The community lost that pillar Saturday, when Pirch died after a long battle with kidney cancer.
“He fought the good fight and he finished the race,” his wife, Ruth, wrote in announcing the news on Facebook.
Ruth posted inside a Facebook group titled, “Coach Pirch’s Wall of Fame,” started in 2014 when Pirch was initially diagnosed with cancer. It has 3,500 members.
They flooded the message board with memories of Pirch over the last two days.
“I will always remember Coach for his stern expectations, his memory, the handshake lesson, his lightning quickness and most of all the love his family and others have shown him during the last few years,” James Anderson wrote. “If I get a tenth of the love during my aging, I will be so very blessed.”

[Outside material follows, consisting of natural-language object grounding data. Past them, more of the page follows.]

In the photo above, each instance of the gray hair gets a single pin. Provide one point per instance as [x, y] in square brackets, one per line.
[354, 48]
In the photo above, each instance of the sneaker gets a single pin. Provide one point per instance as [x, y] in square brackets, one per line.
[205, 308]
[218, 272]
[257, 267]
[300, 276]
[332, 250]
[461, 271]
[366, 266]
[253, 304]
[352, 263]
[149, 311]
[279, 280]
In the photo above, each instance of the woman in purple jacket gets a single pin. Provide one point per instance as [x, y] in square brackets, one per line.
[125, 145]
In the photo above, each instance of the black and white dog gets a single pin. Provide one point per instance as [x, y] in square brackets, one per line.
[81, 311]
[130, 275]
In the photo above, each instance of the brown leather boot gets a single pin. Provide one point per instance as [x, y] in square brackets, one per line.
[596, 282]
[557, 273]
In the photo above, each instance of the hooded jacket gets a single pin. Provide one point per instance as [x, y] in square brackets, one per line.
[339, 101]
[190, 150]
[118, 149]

Pirch, who played football at Missouri during 1951-53, began coaching at Oak Grove in 1974.
After he retired from full-time teaching at Oak Grove in 1996, Pirch stayed on the football coaching staff as a volunteer assistant. In his later years, he used a scooter or cane to help him roam the sideline.

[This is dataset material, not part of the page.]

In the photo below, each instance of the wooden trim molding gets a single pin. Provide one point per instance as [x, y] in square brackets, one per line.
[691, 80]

On Fridays during the football season, he would rally the student body with an appearance in the cafeteria, leading a chant of “Orange Power.”
“He was kind of the heartbeat of this team and this town,” Oak Grove head football coach Pat Richard said. “He was much more than a football coach. He was into the band, the choir, the basketball team, the wrestling team — any chance where he could watch kids be successful, he loved.”
Some of the community businesses and shops displayed orange ribbons in honor of Pirch. Others added messages to their welcoming signs.
“You can see the impact he had on this community just by the reaction,” Oak Grove basketball coach Ty Hames said. “There’s not a kid who has gone through the Oak Grove school system in the last 40 years who doesn’t know who he is. He had the ability to light up a room.”